Our proposed method can be stated as follows: first, enrich authority records with knowledge extracted from bibliographic records in which the authority is mentioned ; then, use logical rules which conclude on different levels of reconciliation, to compare the authors of a new bibliographic record with the enriched authority records ; finally, for each author of the new bibliographic record, order the authority identifiers by level of reconciliation.

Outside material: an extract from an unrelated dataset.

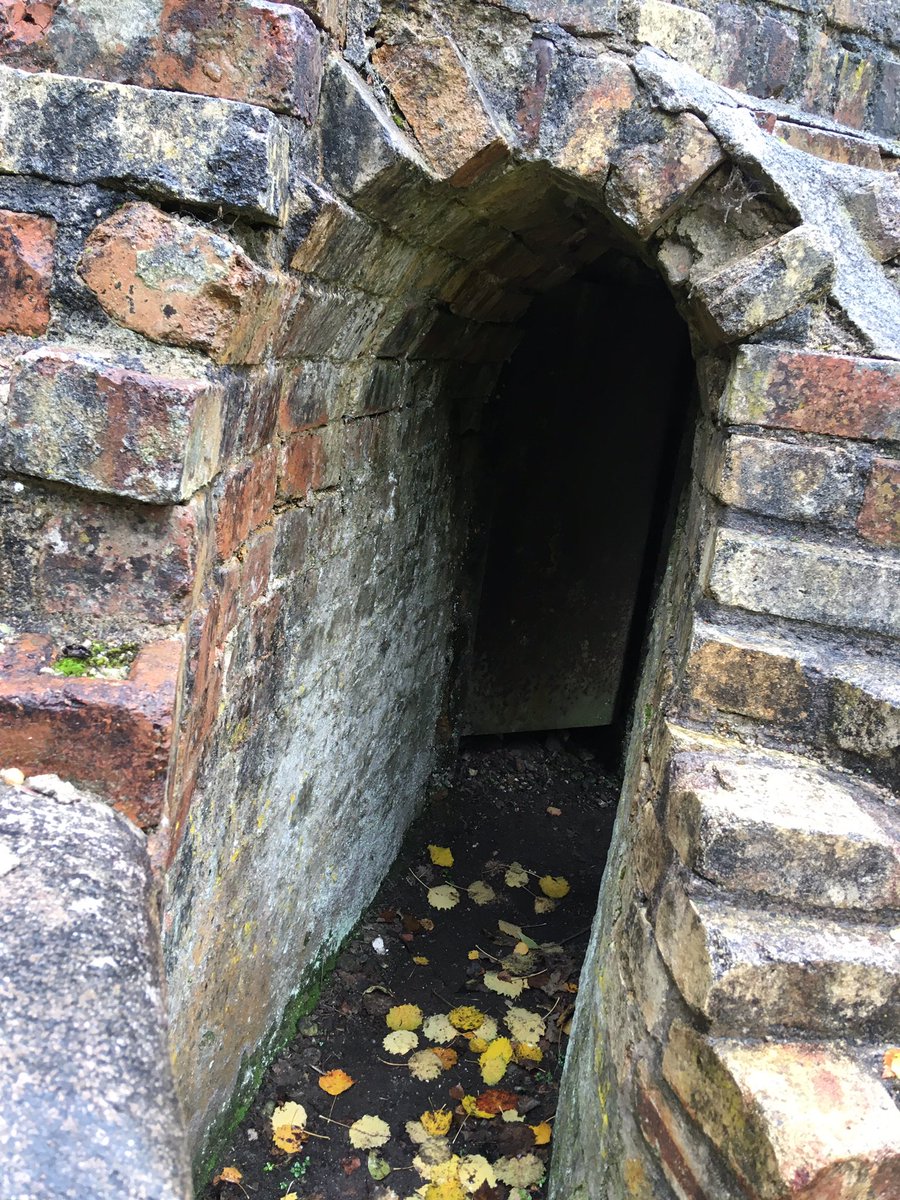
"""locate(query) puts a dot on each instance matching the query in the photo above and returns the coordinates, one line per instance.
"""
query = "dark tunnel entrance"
(585, 454)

  • Work published in [30] .

A problem with this approach is that it relies upon pre-established links between bibliographic records and authority notices. However, our experimentation and evaluation have shown that many existing links were erroneous, and thus led to the propagation of new linkage errors. We have thus began to work on methods and tools to repair linkage errors in bibliographical databases. This year, this work has been pursued along three different axis:

  1. We have built a formal framework allowing to evaluate the quality of links in a documents database. We propose two different “quality” notions, based upon an identification predicate`id and a differentiation predicate di between pairs of authority notices identifiers (these predicates can be either given by an expert or computed using rules). We have first introduced the notion of a well-founded database, when id is an equivalence relation and di its complement. This property can be checked using logical inferences and combinatorial techniques. In the general case where a database is not necessarily well-founded, we have proposed different distances to a well-founded one. We have also introduced a more complex quality criterion that corresponds to stability by substitution (a fundamental property of logical equality that is not necessarily satisfied by id).

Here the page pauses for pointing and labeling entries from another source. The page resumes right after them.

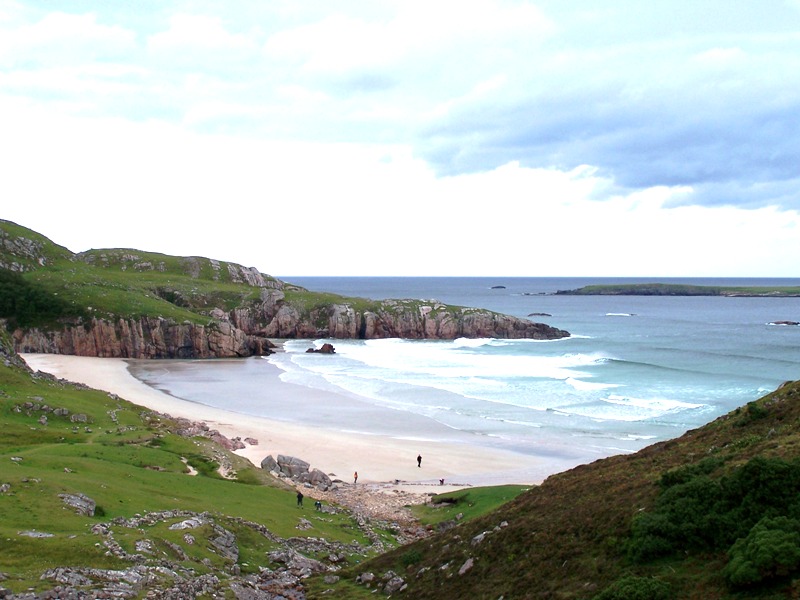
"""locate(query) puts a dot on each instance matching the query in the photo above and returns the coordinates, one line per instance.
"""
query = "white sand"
(376, 458)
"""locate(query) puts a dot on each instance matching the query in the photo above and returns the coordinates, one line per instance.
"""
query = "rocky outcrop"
(410, 319)
(146, 337)
(267, 307)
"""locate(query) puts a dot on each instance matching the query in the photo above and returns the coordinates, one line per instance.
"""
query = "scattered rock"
(326, 348)
(82, 504)
(466, 566)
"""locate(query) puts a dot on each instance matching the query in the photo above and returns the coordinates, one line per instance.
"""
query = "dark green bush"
(771, 549)
(697, 513)
(636, 588)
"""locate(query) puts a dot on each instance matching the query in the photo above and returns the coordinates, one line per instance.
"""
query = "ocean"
(635, 370)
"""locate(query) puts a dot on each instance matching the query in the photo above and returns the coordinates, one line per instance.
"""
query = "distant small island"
(679, 289)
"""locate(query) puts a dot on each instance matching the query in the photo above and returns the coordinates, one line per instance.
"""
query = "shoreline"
(378, 458)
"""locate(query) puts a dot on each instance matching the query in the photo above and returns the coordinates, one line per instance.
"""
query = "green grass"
(130, 463)
(467, 504)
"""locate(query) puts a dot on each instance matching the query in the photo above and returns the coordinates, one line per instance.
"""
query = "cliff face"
(246, 332)
(146, 337)
(133, 304)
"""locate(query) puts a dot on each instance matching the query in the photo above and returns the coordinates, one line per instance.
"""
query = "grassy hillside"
(713, 514)
(45, 285)
(59, 440)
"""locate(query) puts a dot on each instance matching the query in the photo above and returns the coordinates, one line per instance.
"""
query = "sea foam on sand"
(377, 458)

    • A research report should lead to a publication in 2014.

  2. We developed a methodology for detecting linkage errors and fixing them, based upon a clustering method of authors in bibliographic records. Last year, the general schema of the methodology was defined. It is based upon a set of criteria which allows us to cluster “similar” authors together. Each criterion represents a point of view on the author: name, publication time span, publication domain, etc... This year, two aggregation semantics for such criteria have been developed, implemented and evaluated.

    • Work published in AI-SGAI 2013 [34] .

  3. We have studied methods allowing to automatically extract similarity criteria between named entities. This problem is very similar to the automatic discovery of composite key constraints in RDF data sources that conform to a given ontology. We have studied the different existing methods allowing to discover such keys, and have proposed logical semantics for these different keys. These semantics allow to understand and compare the results produced by these different methods. These methods have been evaluated against the documentary databases provided by our partners ABES and INA.

    • Work described in a research report [48] , at the moment, two papers are submitted.